Saturday, 7 July 2012

Item 65: Don’t ignore exceptions


While this advice may seem obvious, it is violated often enough that it bears repeating. When the designers of an API declare a method to throw an exception, they are trying to tell you something. Don’t ignore it! It is easy to ignore exceptions by surrounding a method invocation with a try statement with an empty catch block:

// Empty catch block ignores exception - Highly suspect!
try {
...
} catch (SomeException e) {
}

An empty catch block defeats the purpose of exceptions, which is to force you to handle exceptional conditions. Ignoring an exception is analogous to ignoring a fire alarm—and turning it off so no one else gets a chance to see if there’s a real fire. You may get away with it, or the results may be disastrous. Whenever you see an empty catch block, alarm bells should go off in your head. At the very least, the catch block should contain a comment explaining why it is appropriate to ignore the exception.

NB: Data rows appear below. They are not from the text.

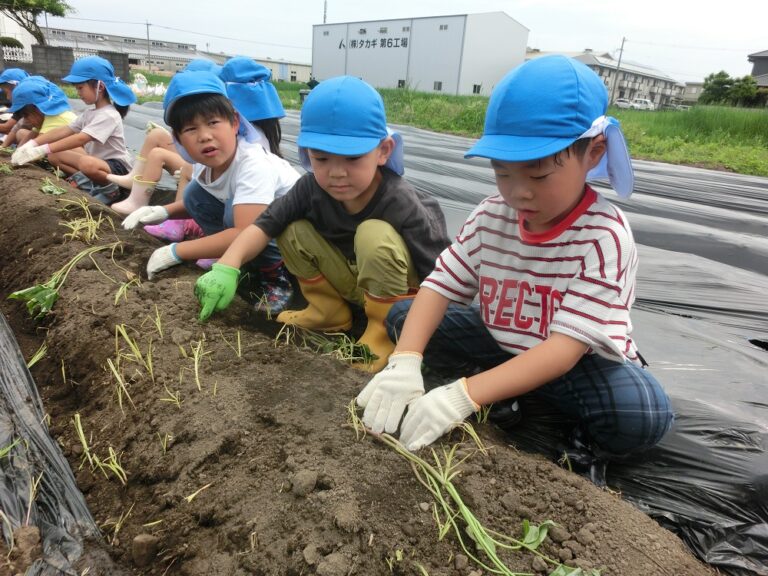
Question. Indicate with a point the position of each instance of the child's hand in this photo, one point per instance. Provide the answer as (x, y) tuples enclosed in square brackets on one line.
[(435, 413), (27, 154), (162, 259), (389, 392), (216, 289), (145, 215)]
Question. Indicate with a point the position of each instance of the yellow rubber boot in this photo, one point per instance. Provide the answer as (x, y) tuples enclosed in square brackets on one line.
[(327, 310), (375, 335)]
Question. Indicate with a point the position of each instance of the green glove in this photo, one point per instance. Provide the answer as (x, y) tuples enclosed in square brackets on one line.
[(215, 289)]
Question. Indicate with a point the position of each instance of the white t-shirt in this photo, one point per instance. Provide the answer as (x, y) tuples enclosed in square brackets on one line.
[(255, 176), (577, 279), (105, 126)]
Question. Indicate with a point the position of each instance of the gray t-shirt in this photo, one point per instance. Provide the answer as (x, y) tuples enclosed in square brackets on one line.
[(414, 214), (105, 126)]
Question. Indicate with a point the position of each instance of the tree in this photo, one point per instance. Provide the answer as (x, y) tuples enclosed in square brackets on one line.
[(716, 88), (743, 92), (8, 42), (25, 13)]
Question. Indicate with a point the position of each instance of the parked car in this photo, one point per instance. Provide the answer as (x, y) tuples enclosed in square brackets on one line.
[(642, 104)]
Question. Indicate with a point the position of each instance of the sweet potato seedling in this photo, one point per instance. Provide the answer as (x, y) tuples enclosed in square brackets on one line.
[(50, 187), (40, 298)]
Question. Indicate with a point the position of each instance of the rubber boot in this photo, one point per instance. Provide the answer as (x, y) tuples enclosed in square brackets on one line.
[(375, 335), (126, 180), (141, 192), (327, 310)]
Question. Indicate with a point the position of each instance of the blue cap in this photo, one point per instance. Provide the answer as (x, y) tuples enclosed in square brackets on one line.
[(202, 82), (202, 65), (545, 105), (249, 88), (345, 116), (36, 90), (98, 68), (13, 76)]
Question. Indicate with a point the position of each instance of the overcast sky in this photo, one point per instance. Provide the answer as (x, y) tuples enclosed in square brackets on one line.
[(681, 38)]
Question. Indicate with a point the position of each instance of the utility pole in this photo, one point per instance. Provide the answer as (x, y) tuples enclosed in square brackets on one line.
[(149, 53), (618, 67)]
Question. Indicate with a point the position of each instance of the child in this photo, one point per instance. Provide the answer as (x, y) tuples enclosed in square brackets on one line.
[(254, 97), (93, 144), (351, 230), (9, 79), (158, 152), (553, 264), (42, 105), (235, 179)]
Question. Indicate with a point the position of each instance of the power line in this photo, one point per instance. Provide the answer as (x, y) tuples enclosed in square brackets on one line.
[(742, 50), (193, 32)]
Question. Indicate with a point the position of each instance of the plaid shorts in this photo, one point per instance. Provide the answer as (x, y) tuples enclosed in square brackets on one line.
[(621, 407)]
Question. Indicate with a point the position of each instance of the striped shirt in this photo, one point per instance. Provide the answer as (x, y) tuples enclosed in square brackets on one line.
[(577, 278)]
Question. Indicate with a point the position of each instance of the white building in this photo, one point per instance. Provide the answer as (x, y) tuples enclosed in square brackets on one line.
[(163, 56), (461, 54)]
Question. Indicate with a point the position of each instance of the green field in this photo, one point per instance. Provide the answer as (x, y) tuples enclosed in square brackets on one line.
[(717, 137)]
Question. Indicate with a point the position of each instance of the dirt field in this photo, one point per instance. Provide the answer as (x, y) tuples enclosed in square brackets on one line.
[(239, 456)]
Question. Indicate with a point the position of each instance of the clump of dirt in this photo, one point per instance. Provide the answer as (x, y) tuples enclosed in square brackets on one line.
[(238, 453)]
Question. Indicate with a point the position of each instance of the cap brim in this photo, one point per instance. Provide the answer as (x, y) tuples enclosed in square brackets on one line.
[(73, 79), (396, 161), (120, 94), (517, 148), (336, 144)]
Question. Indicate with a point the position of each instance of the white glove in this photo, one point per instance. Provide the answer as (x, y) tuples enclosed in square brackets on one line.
[(145, 215), (389, 392), (435, 413), (162, 259), (27, 154)]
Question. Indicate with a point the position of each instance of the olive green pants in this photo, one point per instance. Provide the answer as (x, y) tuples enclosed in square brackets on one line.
[(383, 266)]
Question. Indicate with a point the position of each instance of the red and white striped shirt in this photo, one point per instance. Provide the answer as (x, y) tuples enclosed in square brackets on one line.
[(577, 278)]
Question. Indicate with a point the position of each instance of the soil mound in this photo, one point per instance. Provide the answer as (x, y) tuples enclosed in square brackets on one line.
[(237, 449)]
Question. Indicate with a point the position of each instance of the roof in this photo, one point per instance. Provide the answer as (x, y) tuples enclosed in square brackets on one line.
[(421, 18), (607, 61), (762, 81)]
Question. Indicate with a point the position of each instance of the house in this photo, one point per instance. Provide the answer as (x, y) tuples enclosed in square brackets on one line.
[(629, 80), (760, 68)]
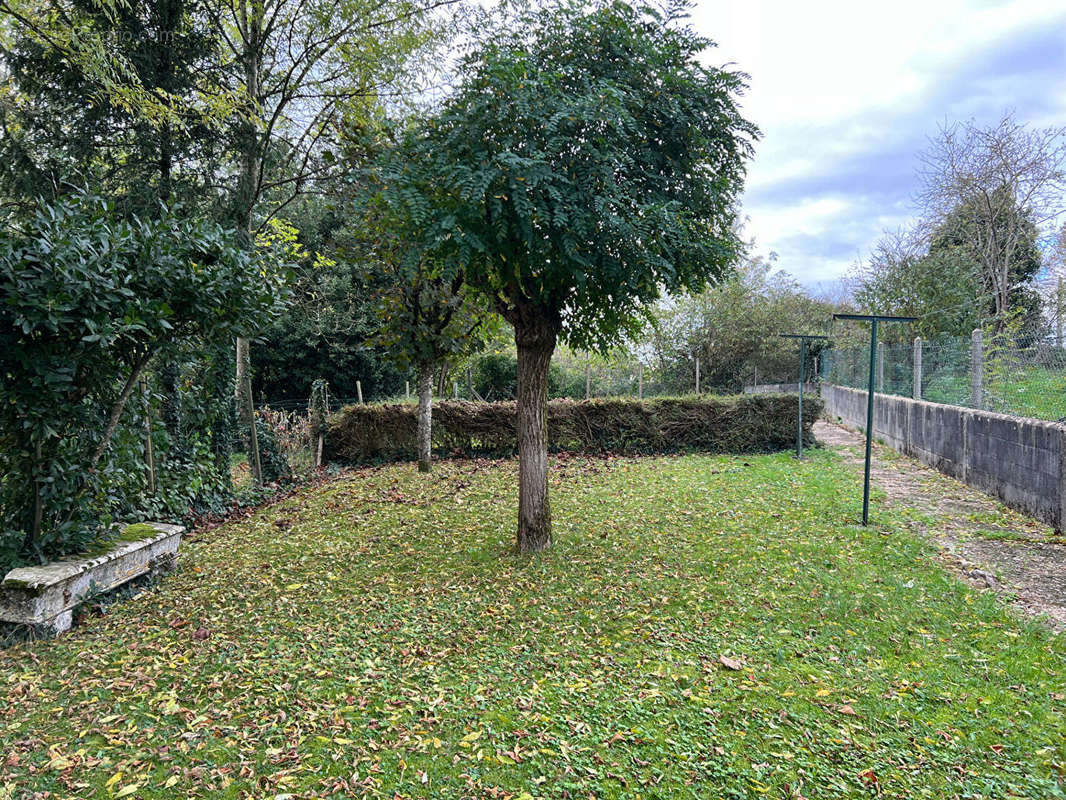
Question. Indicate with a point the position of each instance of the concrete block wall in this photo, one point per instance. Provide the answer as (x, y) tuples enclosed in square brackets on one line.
[(1020, 461)]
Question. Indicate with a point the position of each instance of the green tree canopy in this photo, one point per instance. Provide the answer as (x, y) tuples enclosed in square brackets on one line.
[(586, 163)]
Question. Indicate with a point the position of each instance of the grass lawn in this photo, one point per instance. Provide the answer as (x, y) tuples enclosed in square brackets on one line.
[(705, 627)]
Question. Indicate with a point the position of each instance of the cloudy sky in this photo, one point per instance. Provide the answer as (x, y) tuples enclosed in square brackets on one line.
[(846, 93)]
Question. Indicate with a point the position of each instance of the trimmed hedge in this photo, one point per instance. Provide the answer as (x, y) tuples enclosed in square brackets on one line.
[(360, 434)]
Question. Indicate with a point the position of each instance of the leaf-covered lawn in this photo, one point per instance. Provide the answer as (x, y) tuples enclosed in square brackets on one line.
[(377, 638)]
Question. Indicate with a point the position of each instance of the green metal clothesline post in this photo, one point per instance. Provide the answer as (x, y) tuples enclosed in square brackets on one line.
[(873, 319), (804, 338)]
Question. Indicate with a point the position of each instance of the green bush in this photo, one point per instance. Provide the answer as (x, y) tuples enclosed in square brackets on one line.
[(93, 302), (362, 434)]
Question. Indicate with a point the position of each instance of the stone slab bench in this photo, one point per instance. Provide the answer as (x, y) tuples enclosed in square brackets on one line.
[(45, 596)]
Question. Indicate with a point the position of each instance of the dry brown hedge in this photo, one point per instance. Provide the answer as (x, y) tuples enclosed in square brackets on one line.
[(360, 434)]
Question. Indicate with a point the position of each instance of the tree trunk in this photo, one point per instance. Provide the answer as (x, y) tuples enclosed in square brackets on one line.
[(245, 409), (424, 417), (249, 22), (535, 340)]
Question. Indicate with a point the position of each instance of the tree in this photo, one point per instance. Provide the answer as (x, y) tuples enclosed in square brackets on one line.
[(59, 129), (941, 285), (585, 163), (991, 187), (299, 70), (426, 310), (733, 329)]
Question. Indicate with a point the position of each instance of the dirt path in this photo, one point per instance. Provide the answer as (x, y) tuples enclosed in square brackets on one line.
[(981, 540)]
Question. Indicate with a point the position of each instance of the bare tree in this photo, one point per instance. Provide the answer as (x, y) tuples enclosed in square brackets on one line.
[(1010, 177)]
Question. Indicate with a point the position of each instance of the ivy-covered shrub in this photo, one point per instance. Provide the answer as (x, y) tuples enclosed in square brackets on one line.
[(93, 303), (362, 434)]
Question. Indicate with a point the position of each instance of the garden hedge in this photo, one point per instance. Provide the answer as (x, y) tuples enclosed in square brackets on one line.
[(360, 434)]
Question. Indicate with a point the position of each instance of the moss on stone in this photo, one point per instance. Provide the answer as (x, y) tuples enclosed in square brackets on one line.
[(135, 531)]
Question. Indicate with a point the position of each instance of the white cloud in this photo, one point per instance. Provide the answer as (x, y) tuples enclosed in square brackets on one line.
[(845, 93)]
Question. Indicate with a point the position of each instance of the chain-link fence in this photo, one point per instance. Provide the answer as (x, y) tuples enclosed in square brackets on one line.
[(1023, 379)]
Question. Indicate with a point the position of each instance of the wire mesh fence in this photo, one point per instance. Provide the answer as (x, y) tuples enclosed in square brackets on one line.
[(1026, 379)]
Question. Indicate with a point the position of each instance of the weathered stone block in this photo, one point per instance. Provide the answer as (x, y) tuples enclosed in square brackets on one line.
[(45, 596)]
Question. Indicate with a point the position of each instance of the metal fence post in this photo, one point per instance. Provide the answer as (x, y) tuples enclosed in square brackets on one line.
[(917, 392), (881, 367), (976, 370)]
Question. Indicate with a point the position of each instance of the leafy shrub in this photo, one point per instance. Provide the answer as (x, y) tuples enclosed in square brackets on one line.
[(90, 301), (748, 424)]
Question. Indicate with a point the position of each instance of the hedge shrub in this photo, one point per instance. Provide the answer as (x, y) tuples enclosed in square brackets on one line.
[(360, 434)]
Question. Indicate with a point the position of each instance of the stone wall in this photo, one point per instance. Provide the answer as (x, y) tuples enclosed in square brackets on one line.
[(1019, 460)]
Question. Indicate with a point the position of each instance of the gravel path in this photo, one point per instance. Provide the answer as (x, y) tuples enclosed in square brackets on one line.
[(981, 540)]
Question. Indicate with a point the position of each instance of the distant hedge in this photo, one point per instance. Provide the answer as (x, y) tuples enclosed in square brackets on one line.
[(360, 434)]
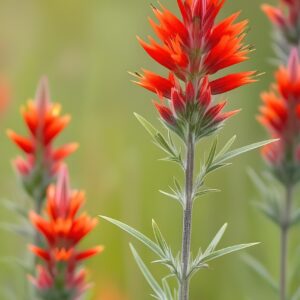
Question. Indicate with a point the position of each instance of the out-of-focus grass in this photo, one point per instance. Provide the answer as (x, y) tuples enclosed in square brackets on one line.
[(86, 49)]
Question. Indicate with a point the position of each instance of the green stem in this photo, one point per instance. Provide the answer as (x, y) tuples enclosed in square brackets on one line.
[(284, 241), (187, 219)]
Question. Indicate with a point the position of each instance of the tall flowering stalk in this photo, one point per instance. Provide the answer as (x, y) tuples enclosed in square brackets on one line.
[(58, 274), (42, 160), (57, 258), (193, 48), (280, 115)]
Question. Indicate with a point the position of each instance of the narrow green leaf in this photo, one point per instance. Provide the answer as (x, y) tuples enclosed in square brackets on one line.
[(164, 145), (22, 230), (159, 237), (147, 274), (227, 146), (138, 235), (239, 151), (259, 269), (225, 251), (147, 125), (212, 153), (214, 243), (170, 195), (204, 192)]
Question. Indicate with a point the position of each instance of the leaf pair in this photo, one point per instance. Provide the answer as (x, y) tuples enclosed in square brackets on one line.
[(162, 250)]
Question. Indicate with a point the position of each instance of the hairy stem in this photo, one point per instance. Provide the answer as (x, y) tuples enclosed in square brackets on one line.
[(187, 219), (284, 242)]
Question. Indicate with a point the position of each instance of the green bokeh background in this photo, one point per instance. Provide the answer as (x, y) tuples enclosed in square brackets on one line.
[(86, 49)]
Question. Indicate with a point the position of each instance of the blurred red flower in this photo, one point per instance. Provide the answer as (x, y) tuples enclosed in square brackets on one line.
[(193, 48), (58, 274), (280, 114), (44, 124)]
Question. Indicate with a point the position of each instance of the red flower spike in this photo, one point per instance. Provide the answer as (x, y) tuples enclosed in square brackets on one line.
[(62, 229), (192, 48), (44, 124), (230, 82), (279, 114)]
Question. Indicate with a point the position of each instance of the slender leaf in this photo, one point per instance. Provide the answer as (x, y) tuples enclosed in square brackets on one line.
[(214, 243), (147, 274), (212, 153), (138, 235), (219, 253)]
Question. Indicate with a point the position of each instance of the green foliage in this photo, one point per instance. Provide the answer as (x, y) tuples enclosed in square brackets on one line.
[(214, 161), (160, 247)]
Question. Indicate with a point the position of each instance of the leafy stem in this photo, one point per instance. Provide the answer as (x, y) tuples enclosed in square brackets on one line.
[(284, 227), (187, 218)]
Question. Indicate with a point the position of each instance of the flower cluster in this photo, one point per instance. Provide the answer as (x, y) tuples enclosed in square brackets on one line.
[(286, 21), (280, 114), (44, 123), (193, 48), (58, 275)]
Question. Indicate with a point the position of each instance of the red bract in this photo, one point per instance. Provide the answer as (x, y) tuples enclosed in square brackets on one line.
[(42, 160), (280, 114), (58, 274), (192, 48), (285, 16)]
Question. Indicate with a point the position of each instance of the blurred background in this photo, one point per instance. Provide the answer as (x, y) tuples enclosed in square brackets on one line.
[(86, 49)]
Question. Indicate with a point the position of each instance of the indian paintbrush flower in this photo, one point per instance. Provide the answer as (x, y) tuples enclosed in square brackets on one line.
[(280, 114), (193, 48), (42, 160), (58, 273)]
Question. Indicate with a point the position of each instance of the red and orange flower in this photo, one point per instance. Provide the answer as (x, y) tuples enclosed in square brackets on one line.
[(42, 161), (193, 48), (58, 274), (280, 114)]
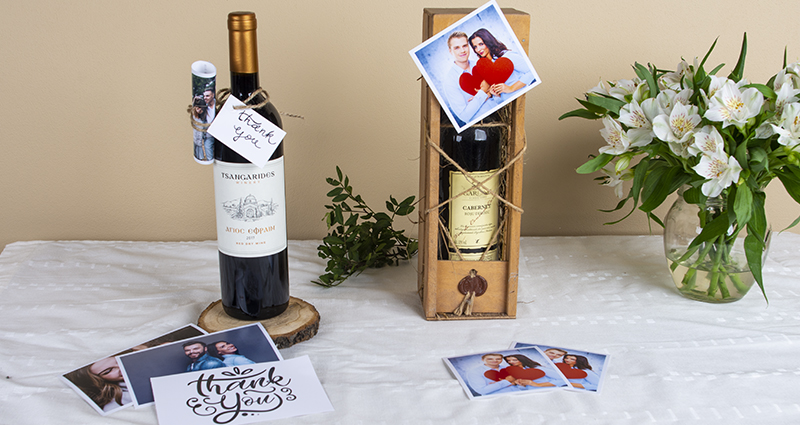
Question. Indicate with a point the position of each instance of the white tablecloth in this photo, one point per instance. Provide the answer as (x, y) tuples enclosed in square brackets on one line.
[(672, 360)]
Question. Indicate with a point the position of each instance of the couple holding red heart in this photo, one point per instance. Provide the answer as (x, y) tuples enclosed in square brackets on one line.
[(475, 87), (522, 373)]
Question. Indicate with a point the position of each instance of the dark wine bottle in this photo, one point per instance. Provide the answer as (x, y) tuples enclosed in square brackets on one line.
[(472, 216), (250, 201)]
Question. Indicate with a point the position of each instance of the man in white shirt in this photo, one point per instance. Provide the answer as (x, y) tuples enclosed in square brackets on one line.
[(465, 106), (482, 384)]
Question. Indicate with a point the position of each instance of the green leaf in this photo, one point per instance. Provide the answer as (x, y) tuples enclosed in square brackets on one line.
[(664, 184), (581, 113), (754, 250), (738, 70), (790, 182), (646, 75), (743, 205), (595, 164), (712, 230), (765, 90), (352, 246), (705, 58), (334, 192)]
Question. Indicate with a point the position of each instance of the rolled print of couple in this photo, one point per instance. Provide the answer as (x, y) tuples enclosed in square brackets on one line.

An example of the sort of situation where it might be appropriate to ignore an exception is when closing a FileInputStream. You haven’t changed the state of the file, so there’s no need to perform any recovery action, and you’ve already read the information that you need from the file, so there’s no reason to abort the operation in progress. Even in this case, it is wise to log the exception, so that you can investigate the matter if these exceptions happen often.

The advice in this item applies equally to checked and unchecked exceptions. Whether an exception represents a predictable exceptional condition or a programming error, ignoring it with an empty catch block will result in a program that continues silently in the face of error. The program might then fail at an arbitrary time in the future, at a point in the code that bears no apparent relation to the source of the problem. Properly handling an exception can avert failure entirely. Merely letting an exception propagate outward can at least cause the program to fail swiftly, preserving information to aid in debugging the failure.